2. Mad Max: Fury Road (Mad Max: Fury Road)
“Mad Max: Fury Road” pode não dar um tapa na cara potente como o de “Room”, mas certamente é a maior e melhor surpresa do ano. Em pleno 2015, muita gente não conhecia, não ligava ou tinha esquecido da série “Mad Max”. A idéia para uma continuação esteve no ar desde 1998; antes disso, ficou por muito tempo no inferno de desenvolvimento, passando de mãos em mãos sem chegar a lugar algum. Finalmente, em 2012 começaram a gravar “Fury Road” para um lançamento (atrasado) em 2015. Acredito que ninguém ainda tinha expectativa, mas todos se surpreenderam, pois este é de longe o melhor “Mad Max” da história. Todos os pontos positivos da primeira trilogia estão presentes, não como antes, mas totalmente turbinados. A mitologia é expandida para algo que faça sentido no geral, não apenas num filme só; as cenas de ação mal dão tempo para o espectador recuperar o fôlego, além de terem um design de produção excepcional e uma combinação de efeitos especiais práticos e digitais. Até mesmo uma protagonista bem desenvolvida marca presença. Sim, uma protagonista, pois é a personagem de Charlize Theron que realmente rouba a cena aqui.

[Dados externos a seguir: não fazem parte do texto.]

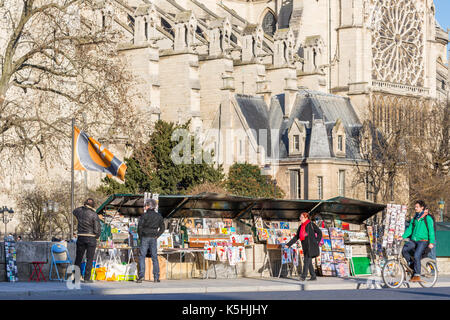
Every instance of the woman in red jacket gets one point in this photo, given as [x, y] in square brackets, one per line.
[310, 236]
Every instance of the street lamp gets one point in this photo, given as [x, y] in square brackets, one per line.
[51, 207]
[7, 215]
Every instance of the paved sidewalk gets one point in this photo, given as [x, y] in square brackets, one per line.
[16, 290]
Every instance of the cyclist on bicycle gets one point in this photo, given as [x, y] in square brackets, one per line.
[420, 236]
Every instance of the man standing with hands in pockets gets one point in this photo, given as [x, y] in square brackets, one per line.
[150, 228]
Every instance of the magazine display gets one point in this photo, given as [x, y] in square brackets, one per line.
[333, 259]
[394, 223]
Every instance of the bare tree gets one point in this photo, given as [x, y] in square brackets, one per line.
[40, 225]
[58, 60]
[384, 161]
[429, 158]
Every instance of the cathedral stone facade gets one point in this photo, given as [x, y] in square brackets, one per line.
[286, 84]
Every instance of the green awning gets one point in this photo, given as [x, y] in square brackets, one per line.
[213, 205]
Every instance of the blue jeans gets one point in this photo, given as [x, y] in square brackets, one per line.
[147, 243]
[418, 247]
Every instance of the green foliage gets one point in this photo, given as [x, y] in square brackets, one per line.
[151, 168]
[246, 180]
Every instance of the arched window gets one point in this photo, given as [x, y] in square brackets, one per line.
[269, 23]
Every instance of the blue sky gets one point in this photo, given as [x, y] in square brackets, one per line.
[443, 14]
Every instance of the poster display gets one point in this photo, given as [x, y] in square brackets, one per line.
[333, 259]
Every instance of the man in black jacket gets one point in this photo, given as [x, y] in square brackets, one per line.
[150, 228]
[88, 232]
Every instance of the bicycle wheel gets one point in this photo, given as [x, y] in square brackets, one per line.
[393, 274]
[429, 272]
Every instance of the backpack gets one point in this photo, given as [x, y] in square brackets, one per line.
[426, 224]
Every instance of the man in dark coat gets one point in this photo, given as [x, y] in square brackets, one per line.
[88, 233]
[150, 228]
[310, 236]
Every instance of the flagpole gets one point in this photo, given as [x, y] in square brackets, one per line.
[72, 198]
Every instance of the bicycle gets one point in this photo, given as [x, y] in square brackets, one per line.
[395, 270]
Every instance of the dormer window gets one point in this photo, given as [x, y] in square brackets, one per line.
[297, 137]
[340, 143]
[296, 142]
[338, 134]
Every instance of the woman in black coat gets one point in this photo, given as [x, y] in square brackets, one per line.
[310, 236]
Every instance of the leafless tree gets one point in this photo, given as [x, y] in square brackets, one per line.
[58, 61]
[37, 224]
[415, 152]
[429, 158]
[383, 162]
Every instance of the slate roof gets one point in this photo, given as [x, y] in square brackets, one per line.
[256, 114]
[318, 111]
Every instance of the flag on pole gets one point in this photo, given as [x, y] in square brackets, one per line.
[90, 155]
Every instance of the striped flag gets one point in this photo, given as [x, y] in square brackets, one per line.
[90, 155]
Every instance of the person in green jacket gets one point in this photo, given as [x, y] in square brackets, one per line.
[420, 236]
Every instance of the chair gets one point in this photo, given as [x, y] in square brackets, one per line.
[63, 256]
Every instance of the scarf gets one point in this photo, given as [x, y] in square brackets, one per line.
[303, 233]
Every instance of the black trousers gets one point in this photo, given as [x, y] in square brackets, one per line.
[86, 245]
[307, 265]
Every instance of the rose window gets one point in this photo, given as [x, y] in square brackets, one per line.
[397, 42]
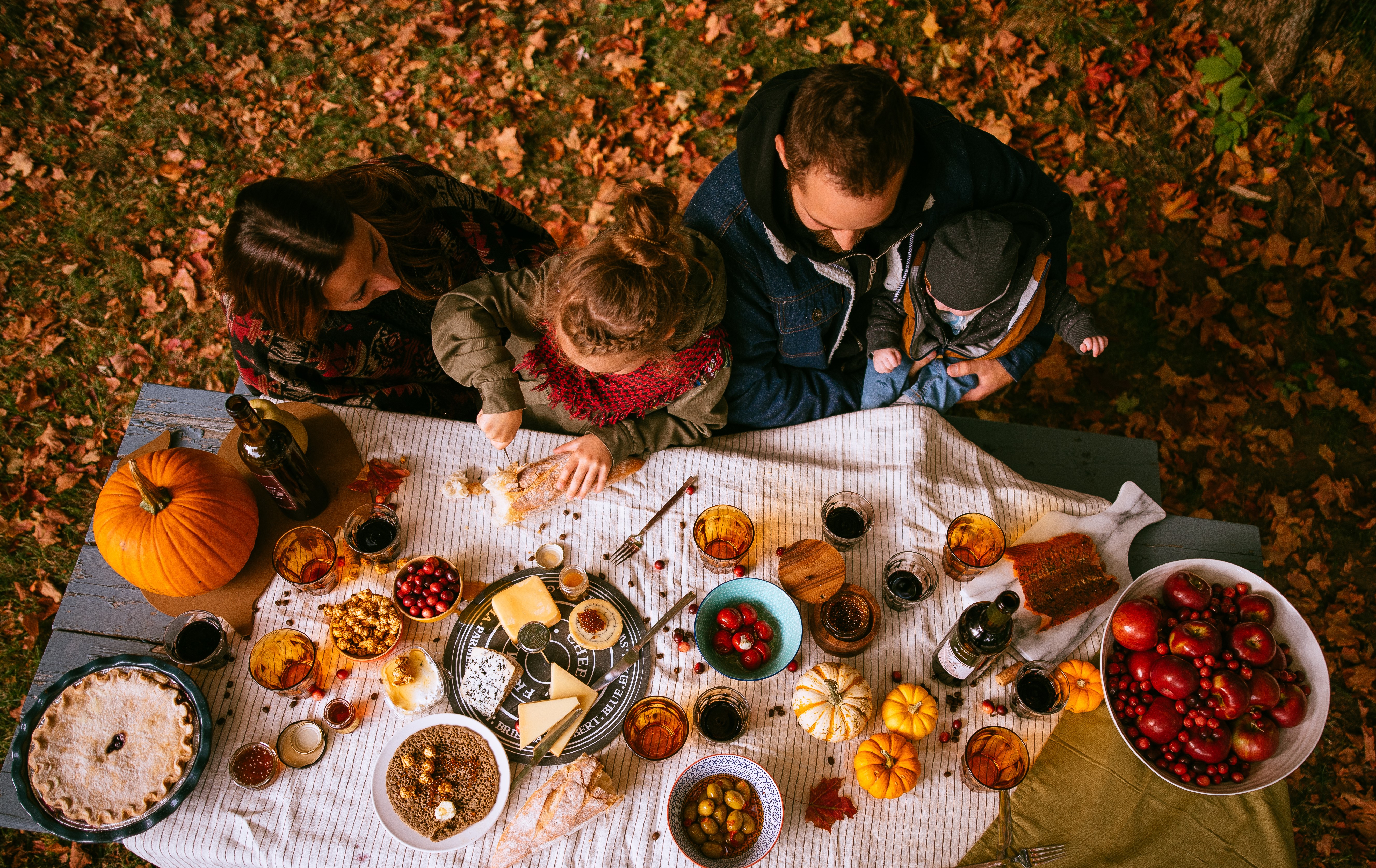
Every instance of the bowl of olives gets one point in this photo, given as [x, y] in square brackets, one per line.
[726, 812]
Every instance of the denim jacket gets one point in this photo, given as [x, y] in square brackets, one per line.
[786, 314]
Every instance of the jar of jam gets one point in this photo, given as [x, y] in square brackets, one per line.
[342, 716]
[254, 767]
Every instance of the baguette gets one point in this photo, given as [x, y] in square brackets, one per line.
[521, 490]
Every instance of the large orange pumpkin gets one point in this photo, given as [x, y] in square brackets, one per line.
[178, 522]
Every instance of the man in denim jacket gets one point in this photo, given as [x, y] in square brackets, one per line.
[836, 181]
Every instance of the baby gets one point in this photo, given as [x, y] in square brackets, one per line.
[976, 292]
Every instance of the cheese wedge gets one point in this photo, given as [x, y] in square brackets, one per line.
[536, 719]
[563, 686]
[523, 603]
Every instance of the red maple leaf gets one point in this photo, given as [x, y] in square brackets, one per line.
[826, 805]
[379, 478]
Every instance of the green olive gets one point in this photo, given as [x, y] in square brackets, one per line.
[735, 820]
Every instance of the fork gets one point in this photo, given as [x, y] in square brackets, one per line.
[636, 541]
[1027, 858]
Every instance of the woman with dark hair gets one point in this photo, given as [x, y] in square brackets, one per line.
[331, 284]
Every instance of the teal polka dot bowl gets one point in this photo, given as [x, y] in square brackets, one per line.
[774, 607]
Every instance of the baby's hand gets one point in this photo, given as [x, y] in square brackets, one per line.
[887, 360]
[1095, 344]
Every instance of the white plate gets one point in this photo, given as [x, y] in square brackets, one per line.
[1291, 628]
[393, 822]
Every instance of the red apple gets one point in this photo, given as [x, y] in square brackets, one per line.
[1195, 639]
[1185, 591]
[1174, 677]
[1140, 665]
[1256, 739]
[1231, 694]
[1253, 643]
[1290, 710]
[1136, 624]
[1257, 609]
[1209, 745]
[1264, 691]
[1162, 723]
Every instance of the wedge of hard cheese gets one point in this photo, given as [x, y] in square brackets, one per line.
[537, 717]
[562, 686]
[574, 796]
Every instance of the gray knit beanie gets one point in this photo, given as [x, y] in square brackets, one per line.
[972, 261]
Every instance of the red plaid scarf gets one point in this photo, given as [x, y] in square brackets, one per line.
[606, 400]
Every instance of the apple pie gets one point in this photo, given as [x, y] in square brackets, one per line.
[112, 746]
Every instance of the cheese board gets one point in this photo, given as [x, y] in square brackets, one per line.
[544, 680]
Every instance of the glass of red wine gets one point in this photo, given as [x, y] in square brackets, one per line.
[909, 580]
[197, 639]
[845, 519]
[1042, 688]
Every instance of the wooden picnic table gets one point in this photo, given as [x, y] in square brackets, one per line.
[105, 616]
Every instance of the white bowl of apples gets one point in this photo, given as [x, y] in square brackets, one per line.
[1218, 625]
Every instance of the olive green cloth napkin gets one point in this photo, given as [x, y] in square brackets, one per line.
[1088, 792]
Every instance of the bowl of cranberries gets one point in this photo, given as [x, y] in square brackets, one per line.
[427, 588]
[1213, 677]
[748, 629]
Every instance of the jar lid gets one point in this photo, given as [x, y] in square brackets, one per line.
[301, 745]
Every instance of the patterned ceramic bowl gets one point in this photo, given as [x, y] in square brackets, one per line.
[760, 780]
[774, 607]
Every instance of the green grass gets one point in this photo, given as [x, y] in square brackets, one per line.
[74, 250]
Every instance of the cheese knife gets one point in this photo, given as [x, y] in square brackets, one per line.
[632, 657]
[548, 742]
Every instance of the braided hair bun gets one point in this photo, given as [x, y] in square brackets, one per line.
[628, 291]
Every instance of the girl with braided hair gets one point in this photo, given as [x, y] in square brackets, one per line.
[620, 342]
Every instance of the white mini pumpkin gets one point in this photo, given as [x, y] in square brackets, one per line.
[833, 702]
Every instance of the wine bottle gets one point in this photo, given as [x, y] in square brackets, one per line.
[983, 631]
[274, 459]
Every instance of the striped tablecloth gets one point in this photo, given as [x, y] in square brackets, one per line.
[913, 466]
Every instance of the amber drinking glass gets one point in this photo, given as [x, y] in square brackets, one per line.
[723, 534]
[975, 542]
[284, 662]
[656, 728]
[305, 556]
[995, 760]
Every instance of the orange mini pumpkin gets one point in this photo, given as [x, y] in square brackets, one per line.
[178, 522]
[887, 767]
[1086, 687]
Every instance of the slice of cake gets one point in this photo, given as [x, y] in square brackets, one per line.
[488, 679]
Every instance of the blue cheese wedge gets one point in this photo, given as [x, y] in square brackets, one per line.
[488, 679]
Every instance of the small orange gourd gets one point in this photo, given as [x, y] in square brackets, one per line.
[1086, 687]
[910, 712]
[178, 522]
[887, 767]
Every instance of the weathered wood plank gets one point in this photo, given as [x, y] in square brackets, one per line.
[1081, 461]
[98, 600]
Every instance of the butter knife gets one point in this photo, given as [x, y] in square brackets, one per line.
[632, 657]
[548, 742]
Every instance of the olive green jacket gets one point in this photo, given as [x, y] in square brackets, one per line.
[470, 349]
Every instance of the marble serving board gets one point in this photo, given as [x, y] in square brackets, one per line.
[1112, 533]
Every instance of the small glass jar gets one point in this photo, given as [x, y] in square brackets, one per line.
[342, 716]
[254, 767]
[573, 584]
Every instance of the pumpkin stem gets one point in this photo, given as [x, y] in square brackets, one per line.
[153, 500]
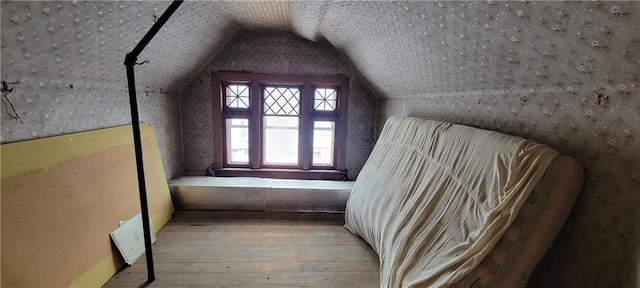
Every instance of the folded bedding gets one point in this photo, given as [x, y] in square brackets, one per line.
[434, 198]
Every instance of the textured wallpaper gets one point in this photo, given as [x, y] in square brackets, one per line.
[68, 59]
[261, 51]
[564, 74]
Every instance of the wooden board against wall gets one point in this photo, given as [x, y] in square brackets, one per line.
[63, 195]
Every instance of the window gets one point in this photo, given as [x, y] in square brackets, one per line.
[280, 126]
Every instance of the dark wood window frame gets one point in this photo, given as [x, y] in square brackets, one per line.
[255, 167]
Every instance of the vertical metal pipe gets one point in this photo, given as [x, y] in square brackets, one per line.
[137, 142]
[129, 62]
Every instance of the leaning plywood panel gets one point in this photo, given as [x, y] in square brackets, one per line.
[63, 195]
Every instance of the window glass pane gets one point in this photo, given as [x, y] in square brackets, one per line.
[280, 140]
[237, 141]
[323, 139]
[281, 100]
[325, 99]
[236, 96]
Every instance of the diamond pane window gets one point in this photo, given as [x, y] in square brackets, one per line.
[325, 99]
[281, 100]
[324, 133]
[236, 96]
[237, 141]
[280, 140]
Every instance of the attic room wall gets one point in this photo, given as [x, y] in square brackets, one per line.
[564, 74]
[68, 57]
[273, 52]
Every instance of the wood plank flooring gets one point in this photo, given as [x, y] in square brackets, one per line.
[255, 249]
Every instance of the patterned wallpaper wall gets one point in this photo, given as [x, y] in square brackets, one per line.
[68, 59]
[261, 51]
[564, 74]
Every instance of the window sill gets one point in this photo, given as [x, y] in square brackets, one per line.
[259, 194]
[282, 173]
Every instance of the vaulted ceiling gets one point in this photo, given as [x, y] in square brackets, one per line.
[403, 49]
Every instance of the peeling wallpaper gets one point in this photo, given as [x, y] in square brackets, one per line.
[260, 51]
[565, 74]
[562, 73]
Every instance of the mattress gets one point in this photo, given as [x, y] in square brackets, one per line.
[434, 198]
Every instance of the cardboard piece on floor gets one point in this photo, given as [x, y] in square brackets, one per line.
[129, 239]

Quem sabe se Mel Gibson estivesse no elenco…
1. Creed (Creed: Nascido para Lutar)
Este filme é um exemplo parecido com o próprio “Mad Max: Fury Road“. Ninguém queria ou realmente esperava uma continuação depois de “Rocky Balboa” em 2006, mas de alguma forma deram a Apollo Creed um filho perdido. que, por coincidência, nasceu para lutar. Tudo indicava uma péssima continuação para enterrar a série “Rocky” pela segunda vez. Não dessa vez. “Creed” é o que toda ressurreição de franquia deveria fazer: pegar os aspectos clássicos, modernizá-los para uma época nova e conservar a identidade, tornando a obra acessível para mais gente. Exemplo disso é o próprio Stallone, que troca o lutador azarão por um mentor quase pai e ainda assim mantém o carisma de sua fala enrolada e voz grossa. Tudo que se espera de um “Rocky” está presente, somado a uma modernização na edição, na direção e na fotografia. O resultado são lutas intensas, cheias de baba com sangue voando e impactos ressonantes, que colocam o espectador direto para dentro dentro do ringue. É a mesma emoção de torcer por um filme como se a luta fosse gravada ao vivo em ângulos inéditos, uma cobertura exclusiva de um evento épico. Definitivamente o melhor da série e o melhor do ano.